Swatee Bon a, elle, perdu le sommeil. Dans sa voix, sa détresse est palpable. Le quotidien de celle qui s’est lancée dans la décoration murale depuis 2018 se résume désormais à kase ranze. Mère célibataire de deux enfants, elle a du mal à joindre les deux bouts. Certes, cette somme de Rs 5 100 est arrivée comme un soulagement mais ça n’a pas duré longtemps. Les charges l’ont vite engloutie. Le van scolaire et la garderie à payer, les courses à faire et la somme s’est volatilisée. «J’ai pu acheter des couches et du lait pour mon bébé d’un an. J’ai pris quelques provisions aussi. Pas grand-chose. J’ai trouvé du poulet Tantine à Rs 50. C’était tout ce que je pouvais payer. Je le fais cuire au tempo et on se débrouille avec. Je n’ai pas pu payer l’eau et l’électricité. Je peux vous dire qu’il ne me reste plus rien.»

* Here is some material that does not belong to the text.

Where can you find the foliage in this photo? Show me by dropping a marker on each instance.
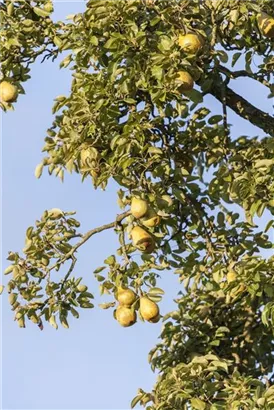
(127, 120)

Si elle est reconnaissante de l’aide du gouvernement, elle sait néanmoins qu’elle devra continuer à tirer le diable par la queue dans les semaines à venir. Une perspective douloureuse qui fait naître chez elle un sentiment de colère. «J’essaie de comprendre la logique du gouvernement mais j’ai du mal. On se noie et vous avez des entreprises florissantes qui profitent de l’aide de l’État. Je ne comprends pas.»

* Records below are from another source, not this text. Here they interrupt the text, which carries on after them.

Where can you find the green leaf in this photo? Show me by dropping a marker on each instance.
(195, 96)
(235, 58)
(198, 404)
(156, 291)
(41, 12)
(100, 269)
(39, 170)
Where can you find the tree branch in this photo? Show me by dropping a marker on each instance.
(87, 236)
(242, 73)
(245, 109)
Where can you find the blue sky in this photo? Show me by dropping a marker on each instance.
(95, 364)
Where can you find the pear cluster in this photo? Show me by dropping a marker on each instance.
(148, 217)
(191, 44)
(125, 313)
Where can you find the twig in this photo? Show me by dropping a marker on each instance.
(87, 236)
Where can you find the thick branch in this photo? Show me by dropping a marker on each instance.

Anas Lalmahomed partage le même état d’esprit. Lui qui est peintre depuis 13 ans ne voit pas comment il pourra s’en sortir avec Rs 2 550. Hanté par les mêmes questions, il se demande comment il va faire pour nourrir ses deux enfants. «J’ai peur pour l’avenir. Même après le confinement, les choses ne s’arrangeront pas. Les gens ne penseront pas à peindre leur maison. Le travail va manquer et l’argent ne rentrera pas.»
Comme pour lui, toutes les activités professionnelles de Vina Chataroo, une couturière, sont à l’arrêt. Toutes les commandes en cours ont été annulées. «Tout est bloqué. L’argent ne rentre plus. J’avais des commandes pour des mariages mais les clients m’ont dit de tout arrêter car ils ne savent pas s’ils vont aller de l’avant.» Pour elle, les problèmes s’accumulent. Son application pour l’aide gouvernementale a été faite le 1er avril et elle n’a encore rien reçu, soupire-t-elle. De plus, son mari, qui est chauffeur de taxi, est aussi en chômage technique. Pour le moment, ils puisent dans leurs économies mais celles-ci ne vont pas durer bien longtemps. Manraj Saulick, waterproofer, et son épouse Hansha sont dans le même dilemme. Les économies s’épuisent et les charges, elles, s’accumulent. Les Rs 2 550 promises par le gouvernement ne leur offrent pas une planche de salut. «Nous avons un loyer à payer. Le propriétaire ne nous fait pas de cadeau. Il faut acheter de quoi manger et tout est cher. Je ne sais pas comment on va faire pour s’en sortir.» Aujourd’hui, ils sont inquiets face à un avenir qui s’annonce flou.